Para chegar a esses resultados, o estudo utilizou dados de mais de 46 mil participantes do Inquérito Nacional de Alimentação (INA), que é um módulo dentro da Pesquisa de Orçamentos Familiares (POF) 2017-2018, realizada pelo Instituto Brasileiro de Geografia e Estatística (IBGE). Esses dados são considerados os mais abrangentes e os mais representativos da população brasileira para entender a distribuição da má nutrição.
Sobre esses dados, foi aplicada a lente da interseccionalidade, um conceito das ciências humanas e sociais que busca entender a sobreposição de marcadores sociais ou de formas de opressão. Ou seja, em vez de estudar gênero, raça e insegurança alimentar separadamente, o objetivo foi observar as nuances que essas características produzem juntas, explica Sávio Marcelino Gomes, pesquisador da UFPB e autor principal do artigo.

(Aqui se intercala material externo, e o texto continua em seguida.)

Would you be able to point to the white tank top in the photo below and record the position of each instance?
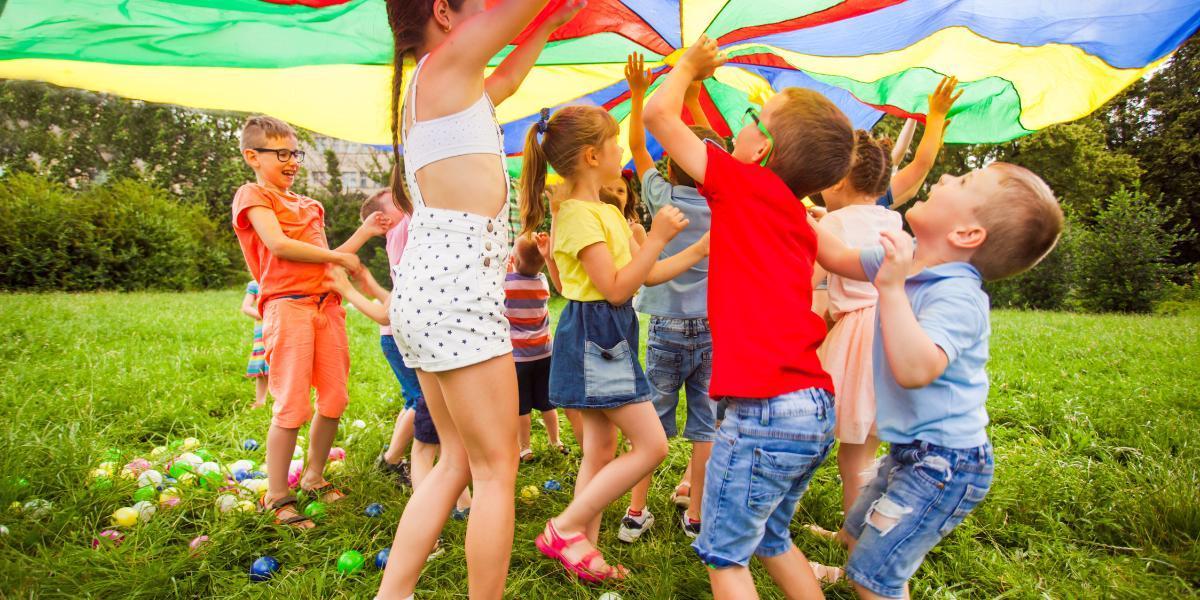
(472, 131)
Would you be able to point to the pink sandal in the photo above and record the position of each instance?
(582, 569)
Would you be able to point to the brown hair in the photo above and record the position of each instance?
(529, 259)
(871, 172)
(372, 204)
(567, 135)
(681, 178)
(1023, 222)
(407, 19)
(814, 142)
(258, 129)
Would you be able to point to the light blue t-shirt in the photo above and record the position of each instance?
(687, 295)
(952, 309)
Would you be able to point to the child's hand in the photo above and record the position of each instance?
(943, 97)
(897, 259)
(348, 262)
(667, 223)
(543, 241)
(702, 59)
(636, 75)
(565, 13)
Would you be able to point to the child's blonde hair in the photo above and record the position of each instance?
(257, 131)
(564, 137)
(1023, 223)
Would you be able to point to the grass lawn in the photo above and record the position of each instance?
(1096, 423)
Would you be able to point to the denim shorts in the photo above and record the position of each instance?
(595, 365)
(919, 493)
(409, 387)
(765, 455)
(679, 354)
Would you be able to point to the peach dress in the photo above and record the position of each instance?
(846, 352)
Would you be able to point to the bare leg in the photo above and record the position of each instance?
(696, 467)
(321, 439)
(793, 576)
(401, 435)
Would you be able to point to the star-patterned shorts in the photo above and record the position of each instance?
(448, 303)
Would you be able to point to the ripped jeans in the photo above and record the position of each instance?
(919, 495)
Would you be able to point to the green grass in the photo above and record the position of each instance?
(1095, 423)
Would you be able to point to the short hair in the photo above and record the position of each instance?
(814, 142)
(679, 177)
(373, 203)
(1023, 222)
(528, 256)
(258, 129)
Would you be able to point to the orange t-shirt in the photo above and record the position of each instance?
(301, 219)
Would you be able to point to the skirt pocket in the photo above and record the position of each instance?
(609, 371)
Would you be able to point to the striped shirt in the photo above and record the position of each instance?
(525, 305)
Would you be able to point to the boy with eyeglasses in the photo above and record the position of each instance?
(282, 237)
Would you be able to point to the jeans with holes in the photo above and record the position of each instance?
(919, 495)
(765, 455)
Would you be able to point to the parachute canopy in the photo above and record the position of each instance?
(325, 64)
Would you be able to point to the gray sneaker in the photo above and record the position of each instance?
(631, 528)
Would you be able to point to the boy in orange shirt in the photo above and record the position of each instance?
(282, 237)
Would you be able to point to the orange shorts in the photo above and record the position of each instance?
(306, 347)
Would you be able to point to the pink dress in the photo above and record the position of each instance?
(846, 352)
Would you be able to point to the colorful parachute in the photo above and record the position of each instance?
(324, 64)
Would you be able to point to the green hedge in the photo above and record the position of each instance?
(121, 235)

Gomes explica que as desigualdades sociais devem integrar os estudos sobre a sindemia global, uma teoria que considera a interferência das mudanças climáticas na prevalência de obesidade e desnutrição. “O que o nosso artigo traz é que essa sindemia afeta grupos de forma desproporcional. Portanto, qualquer medida deve considerar obrigatoriamente as desigualdades sociais, já que a exposição à má nutrição não é a mesma para todos”, pontua o pesquisador.
O resultado ressalta a importância de políticas públicas que priorizem as mulheres negras, o grupo mais vulnerável à insegurança alimentar, e a necessidade de que as ações de combate à obesidade e à fome sejam integradas.
O grupo de pesquisa pretende avançar na agenda interseccional para um “retrato mais fiel” das desigualdades, explica Gomes. Um foco imediato é o estudo da insegurança alimentar em pessoas trans na Paraíba, que evidencia a identidade de gênero como elemento fundamental nos desenhos políticos. Outra frente de trabalho aplicará a interseccionalidade às variáveis do ambiente alimentar. “O grupo está disponível para conversar com os gestores e produzir relatórios técnicos. A ideia é que essas informações circulem ativamente para informar o poder público e ajudar a traçar novos caminhos”, conclui o pesquisador.